Got a good poker face, hasn't she? Almost sounds like she meant the 'sorry' bit.
Meanwhile, Kurt is more vocal than ever. Shame for him that most of the time we hear him make any sound, he's owning up to being "an idiot".
Also, Alex wearing a gumshield. His face never takes time off.
Leah and Natalie are being pulled back into the boardroom with Zee. NOT Z-MAN, PLEASE NO!
Those Dubai task numbers in full...
Evolve sourced six items that cost £311.54. The team failed to get two items and incurred fines at the value of the items.

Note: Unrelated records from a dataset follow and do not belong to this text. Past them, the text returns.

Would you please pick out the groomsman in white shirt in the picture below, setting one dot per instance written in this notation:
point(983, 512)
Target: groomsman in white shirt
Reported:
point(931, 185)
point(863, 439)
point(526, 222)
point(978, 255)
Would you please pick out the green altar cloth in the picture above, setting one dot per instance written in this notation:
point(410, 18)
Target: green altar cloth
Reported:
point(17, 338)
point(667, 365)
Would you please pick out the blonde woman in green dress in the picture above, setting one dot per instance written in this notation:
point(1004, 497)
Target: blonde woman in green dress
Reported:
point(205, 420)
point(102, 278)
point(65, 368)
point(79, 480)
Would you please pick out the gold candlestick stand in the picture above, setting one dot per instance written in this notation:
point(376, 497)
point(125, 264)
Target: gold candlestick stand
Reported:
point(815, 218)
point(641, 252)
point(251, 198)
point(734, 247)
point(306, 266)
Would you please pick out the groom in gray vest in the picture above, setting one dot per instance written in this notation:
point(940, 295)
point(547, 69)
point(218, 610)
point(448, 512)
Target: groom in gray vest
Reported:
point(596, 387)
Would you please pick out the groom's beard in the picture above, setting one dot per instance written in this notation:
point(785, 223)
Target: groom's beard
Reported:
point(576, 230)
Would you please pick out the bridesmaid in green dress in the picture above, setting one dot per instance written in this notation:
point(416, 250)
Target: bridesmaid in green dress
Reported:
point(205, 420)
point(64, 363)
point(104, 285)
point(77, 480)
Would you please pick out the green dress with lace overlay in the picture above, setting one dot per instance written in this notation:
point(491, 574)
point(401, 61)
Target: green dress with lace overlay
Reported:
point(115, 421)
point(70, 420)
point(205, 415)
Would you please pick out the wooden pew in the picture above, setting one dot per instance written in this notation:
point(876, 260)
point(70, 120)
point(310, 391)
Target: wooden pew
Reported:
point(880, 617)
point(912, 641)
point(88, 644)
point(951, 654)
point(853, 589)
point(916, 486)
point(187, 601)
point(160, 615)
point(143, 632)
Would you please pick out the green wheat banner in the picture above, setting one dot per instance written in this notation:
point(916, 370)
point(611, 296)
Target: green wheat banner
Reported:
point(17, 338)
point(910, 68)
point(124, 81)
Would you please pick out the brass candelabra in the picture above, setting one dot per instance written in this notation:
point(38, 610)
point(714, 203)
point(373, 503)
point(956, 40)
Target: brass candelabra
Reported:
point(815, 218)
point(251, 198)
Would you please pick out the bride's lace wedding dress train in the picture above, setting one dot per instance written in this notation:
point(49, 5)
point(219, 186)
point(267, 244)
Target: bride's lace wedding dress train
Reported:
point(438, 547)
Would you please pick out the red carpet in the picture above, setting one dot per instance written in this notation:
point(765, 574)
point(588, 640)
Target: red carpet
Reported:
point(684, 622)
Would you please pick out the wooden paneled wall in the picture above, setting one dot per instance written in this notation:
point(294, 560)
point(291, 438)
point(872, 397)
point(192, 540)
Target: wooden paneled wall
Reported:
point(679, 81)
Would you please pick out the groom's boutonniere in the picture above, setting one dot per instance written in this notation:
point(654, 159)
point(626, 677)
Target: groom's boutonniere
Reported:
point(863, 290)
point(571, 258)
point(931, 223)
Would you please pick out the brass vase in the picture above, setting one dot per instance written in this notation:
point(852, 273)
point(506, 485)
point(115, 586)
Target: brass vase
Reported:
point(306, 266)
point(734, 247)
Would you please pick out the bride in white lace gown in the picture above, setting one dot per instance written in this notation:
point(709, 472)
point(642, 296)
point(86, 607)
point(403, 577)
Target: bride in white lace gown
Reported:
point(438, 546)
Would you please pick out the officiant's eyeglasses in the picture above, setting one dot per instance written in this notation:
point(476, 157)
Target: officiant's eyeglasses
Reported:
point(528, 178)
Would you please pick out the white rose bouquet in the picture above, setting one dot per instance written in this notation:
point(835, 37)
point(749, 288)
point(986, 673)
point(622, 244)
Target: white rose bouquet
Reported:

In total their cost was £695.16.
Endeavour sourced four items and while they negotiated more successfully, the kandura was the wrong sort (modern rather than the traditional Emirati version) so the team incurred fines for five products at the value of the items. In total their cost was £783.36.
Evolve claim victory by a margin of £90 and are sent to sample drinks at a new cocktail bar as a reward, presumably because they're parched of booze after a few hours in the UAE.
But here comes LordSirAlan with a zinger that might even eclipse Alex...
His '20 Camels' gag was a bit of a stinker, but taking the mick out of Kurt's inability to understand figures and suggest he would probably call Myles 'Kilometres' was pretty good.
Took a moment for Kurt to work it out, though.
At least he got there.
"I feel rather misguided"," says Alex almost getting his words right as he slags down Zee.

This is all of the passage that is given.